Intensive care unit-acquired weakness (ICU-AW), which shows three phenotypes of polyneuropathy, myopathy, and/or muscle atrophy, needs to be differentiated from GBS. ICU-AW affects approximately one-third of patients who are ventilated for >7 days, particularly those treated for sepsis and multiple organ failure (13). To distinguish GBS from ICU-AW, it is important that weakness and areflexia commonly develop in an ascending pattern over 1-2 weeks after prior infection before admission to the ICU.
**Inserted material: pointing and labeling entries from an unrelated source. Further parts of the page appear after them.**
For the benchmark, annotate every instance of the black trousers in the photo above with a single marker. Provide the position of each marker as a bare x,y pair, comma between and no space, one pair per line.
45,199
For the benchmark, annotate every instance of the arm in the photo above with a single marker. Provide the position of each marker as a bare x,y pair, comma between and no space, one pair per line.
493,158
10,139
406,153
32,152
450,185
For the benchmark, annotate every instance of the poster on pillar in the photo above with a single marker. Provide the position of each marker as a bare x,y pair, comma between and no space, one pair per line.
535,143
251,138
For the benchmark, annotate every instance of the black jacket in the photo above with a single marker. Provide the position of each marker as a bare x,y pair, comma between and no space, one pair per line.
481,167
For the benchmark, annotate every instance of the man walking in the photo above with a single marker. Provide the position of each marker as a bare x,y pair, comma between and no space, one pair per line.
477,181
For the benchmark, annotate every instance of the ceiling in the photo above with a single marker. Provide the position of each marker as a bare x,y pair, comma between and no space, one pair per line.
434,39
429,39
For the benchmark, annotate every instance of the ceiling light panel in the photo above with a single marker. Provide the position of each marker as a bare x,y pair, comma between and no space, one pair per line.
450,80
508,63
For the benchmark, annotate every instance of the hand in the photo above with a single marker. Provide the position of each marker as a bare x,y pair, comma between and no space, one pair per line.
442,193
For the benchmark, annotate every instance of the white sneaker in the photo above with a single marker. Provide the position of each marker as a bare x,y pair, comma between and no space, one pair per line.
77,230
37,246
Immunoadsorption, initiated within 2 weeks after disease onset, is one of the treatments for GBS, and the therapeutic effect is equivalent to that of plasma exchange or intravenous immunoglobulin (IVIG) therapy (14, 15). Although the mechanisms underlying the therapeutic effects of immunoadsorption remain to be fully identified, they are based on the removal of pathogenic humoral factors from the circulating blood, such as disease-specific autoantibodies, complement, and inflammatory cytokines (16). Furthermore, immunoadsorption was found to be significantly safer than plasma exchange (17). IVIG therapy can cause an elevation of the liver enzymes or myocardial infarction (18), which can be a major problem in patients with shock using VA-ECMO. Meanwhile, immunoadsorption also has some complications, such as hypotension, tachycardia, and bradycardia, and the use of anticoagulation and central venous access can cause bleeding/hematoma (19). Thus, treatment to improve the shock state was prioritized; then, immunoadsorption for GBS was given, which also improved the patient's symptoms. Immunomodulatory therapy, including immunoadsorption and IVIG, may be used in myocarditis refractory to conventional heart failure therapy, but these are not established treatments for viral myocarditis (20). Further studies are needed to determine whether earlier immunomodulatory therapy is effective, especially for patients with myocarditis with GBS.

In conclusion, influenza virus A can cause both fulminant myocarditis and GBS simultaneously. If a neurologic abnormality presents after an improvement of fulminant myocarditis, then GBS should be considered.

The authors state that they have no Conflict of Interest (COI).